Institute of Environmental Science and Research (ESR)
Niki Osborne is getting accustomed to her friends calling her “Dexter” – after all, she spends her work days looking at blood spatter.
Niki completed her PhD under the supervision of Dr Rachel Zajac, in the area of forensic psychology. She was particularly interested in how contextual information can influence forensic decision-making. For example, she demonstrated that people are more likely to say that two fingerprints match when they view highly emotional crime scene photographs immediately beforehand. These findings have important implications for the way in which forensic scientists analyse and interpret crime scene evidence.
Throughout her PhD Niki was able to present her findings at conferences in New Zealand and overseas, including New York and Puerto Rico. A conference dinner one evening saw her meeting Dr Michael Taylor, a crime scene investigator and science leader at the Institute of Environmental Science and Research (ESR) in Christchurch. Dr Taylor is a world-renown expert on bloodstain pattern analysis, and has always been interested in whether bloodstain analysts are vulnerable to contextual influences. “At the time I didn’t realise just how important sharing a pizza with Michael would be.”
Fast forward a year and Niki now works for Dr Taylor. “I submitted my thesis at 11am, and at 1pm ESR called to offer me a position as a Research Associate within their Forensic Business Group. That day still seems so surreal; I still can’t believe how it all worked out.” A month later she packed her bags to leave Dunedin – a place she called home for her eight years of study at Otago – and moved to Christchurch.
Niki says she is learning new skills every day and loves seeing how her results will translate to real crime scene investigations.
“Working for the end-user, I really feel like I am making a difference. The results of my work on this project will directly inform training and policy. When you are doing your PhD it’s not always easy to see how your findings will translate to the real world, but now I get to see first-hand how relevant this research is.”
Niki’s current project will uncover how accurate bloodstain pattern analysts are in their decision-making, and some of the factors that influence this. “The forensic branch of ESR has never used the skills that a psychological scientist can bring, so it’s as exciting for them as it is for me.”

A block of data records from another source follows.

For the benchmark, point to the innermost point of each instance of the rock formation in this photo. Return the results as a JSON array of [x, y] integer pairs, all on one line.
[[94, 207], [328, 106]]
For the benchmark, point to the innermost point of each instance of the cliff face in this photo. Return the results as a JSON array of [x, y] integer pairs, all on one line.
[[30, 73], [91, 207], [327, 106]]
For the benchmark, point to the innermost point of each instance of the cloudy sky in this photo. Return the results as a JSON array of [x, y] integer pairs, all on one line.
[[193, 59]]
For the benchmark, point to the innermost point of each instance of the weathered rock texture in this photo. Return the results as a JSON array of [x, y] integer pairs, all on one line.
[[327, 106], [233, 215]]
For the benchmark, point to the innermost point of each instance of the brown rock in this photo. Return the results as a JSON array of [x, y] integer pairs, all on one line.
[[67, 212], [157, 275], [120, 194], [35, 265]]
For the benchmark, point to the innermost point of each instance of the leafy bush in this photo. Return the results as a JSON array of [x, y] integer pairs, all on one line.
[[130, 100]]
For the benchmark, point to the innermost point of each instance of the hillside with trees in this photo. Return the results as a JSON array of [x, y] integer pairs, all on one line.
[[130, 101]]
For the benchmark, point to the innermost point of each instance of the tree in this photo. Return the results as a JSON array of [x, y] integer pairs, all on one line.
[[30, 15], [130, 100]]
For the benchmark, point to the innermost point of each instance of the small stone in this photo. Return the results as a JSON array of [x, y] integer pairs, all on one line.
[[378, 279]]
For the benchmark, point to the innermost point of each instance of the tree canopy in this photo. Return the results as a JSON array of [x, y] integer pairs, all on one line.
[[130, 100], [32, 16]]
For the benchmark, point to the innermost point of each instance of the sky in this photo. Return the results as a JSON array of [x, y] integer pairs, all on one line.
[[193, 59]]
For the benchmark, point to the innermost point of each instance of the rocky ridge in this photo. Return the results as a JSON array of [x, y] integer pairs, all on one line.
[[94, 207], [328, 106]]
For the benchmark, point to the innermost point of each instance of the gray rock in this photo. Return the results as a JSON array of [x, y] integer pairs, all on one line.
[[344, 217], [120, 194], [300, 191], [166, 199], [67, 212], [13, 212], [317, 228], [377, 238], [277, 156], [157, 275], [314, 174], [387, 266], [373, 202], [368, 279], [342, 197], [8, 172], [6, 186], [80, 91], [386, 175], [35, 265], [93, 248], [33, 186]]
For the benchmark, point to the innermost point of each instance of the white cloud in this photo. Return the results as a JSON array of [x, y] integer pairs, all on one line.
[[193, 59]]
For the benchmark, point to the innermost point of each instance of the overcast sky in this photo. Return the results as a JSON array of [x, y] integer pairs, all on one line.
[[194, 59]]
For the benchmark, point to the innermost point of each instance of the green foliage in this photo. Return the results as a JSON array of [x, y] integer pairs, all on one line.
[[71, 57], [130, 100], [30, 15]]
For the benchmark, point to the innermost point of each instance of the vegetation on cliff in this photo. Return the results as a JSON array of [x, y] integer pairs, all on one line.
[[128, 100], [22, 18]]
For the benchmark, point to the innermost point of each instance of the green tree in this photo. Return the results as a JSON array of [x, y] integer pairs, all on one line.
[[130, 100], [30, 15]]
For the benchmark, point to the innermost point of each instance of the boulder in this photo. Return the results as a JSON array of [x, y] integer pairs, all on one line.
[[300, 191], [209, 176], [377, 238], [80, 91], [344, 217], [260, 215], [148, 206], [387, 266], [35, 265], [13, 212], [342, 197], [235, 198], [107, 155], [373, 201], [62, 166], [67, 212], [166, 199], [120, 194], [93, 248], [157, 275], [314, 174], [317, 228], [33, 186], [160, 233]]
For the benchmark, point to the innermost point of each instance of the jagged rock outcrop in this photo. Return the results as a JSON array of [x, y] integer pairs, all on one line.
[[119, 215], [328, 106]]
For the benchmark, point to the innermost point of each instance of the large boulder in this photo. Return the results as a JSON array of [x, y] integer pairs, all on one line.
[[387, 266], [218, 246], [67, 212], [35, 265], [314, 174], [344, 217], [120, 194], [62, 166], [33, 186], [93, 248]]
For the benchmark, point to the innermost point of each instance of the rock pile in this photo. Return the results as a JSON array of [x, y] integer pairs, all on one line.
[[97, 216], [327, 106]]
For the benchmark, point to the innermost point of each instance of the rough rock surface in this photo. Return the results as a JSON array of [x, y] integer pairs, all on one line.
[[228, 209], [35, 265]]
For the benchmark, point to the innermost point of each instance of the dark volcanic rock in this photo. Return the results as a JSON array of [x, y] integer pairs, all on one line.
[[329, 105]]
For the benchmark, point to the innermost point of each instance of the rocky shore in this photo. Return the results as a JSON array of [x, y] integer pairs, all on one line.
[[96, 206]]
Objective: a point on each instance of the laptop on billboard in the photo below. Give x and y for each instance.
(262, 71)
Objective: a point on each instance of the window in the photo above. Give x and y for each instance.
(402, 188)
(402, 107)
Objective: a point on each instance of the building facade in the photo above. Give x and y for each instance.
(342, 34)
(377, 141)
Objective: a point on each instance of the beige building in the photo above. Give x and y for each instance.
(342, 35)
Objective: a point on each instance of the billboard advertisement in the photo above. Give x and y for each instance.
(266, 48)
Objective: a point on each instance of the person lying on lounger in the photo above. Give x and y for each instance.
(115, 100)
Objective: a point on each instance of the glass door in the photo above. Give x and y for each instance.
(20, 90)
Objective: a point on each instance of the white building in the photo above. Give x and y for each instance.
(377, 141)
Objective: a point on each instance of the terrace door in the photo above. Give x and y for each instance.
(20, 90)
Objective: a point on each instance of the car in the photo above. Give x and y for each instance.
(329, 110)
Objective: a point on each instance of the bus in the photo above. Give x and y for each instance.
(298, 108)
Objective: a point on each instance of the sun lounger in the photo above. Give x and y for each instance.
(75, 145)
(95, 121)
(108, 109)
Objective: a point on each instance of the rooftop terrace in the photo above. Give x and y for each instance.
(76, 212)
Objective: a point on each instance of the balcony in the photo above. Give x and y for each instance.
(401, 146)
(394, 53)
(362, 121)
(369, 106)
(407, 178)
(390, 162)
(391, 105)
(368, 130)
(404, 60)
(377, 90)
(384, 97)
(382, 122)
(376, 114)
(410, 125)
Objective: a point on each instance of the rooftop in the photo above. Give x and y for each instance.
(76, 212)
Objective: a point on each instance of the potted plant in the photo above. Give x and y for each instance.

Knowing that research positions are often constrained by funding limitations, Dr Zajac, Dr Taylor, and Niki applied for a University of Otago Research Grant (UORG) for Niki to continue research in this exciting area. With this funding, they are now embarking on a comprehensive investigation of how bloodstain pattern analysts make their decisions.
“If you had asked me five years ago – or even one year ago – where I would be now, I never would have thought I would have my dream job, working for the sole provider of forensic services to the New Zealand Police. These guys are the real CSI: New Zealand. One thing’s for sure, no one gets bored when I tell them my work stories!”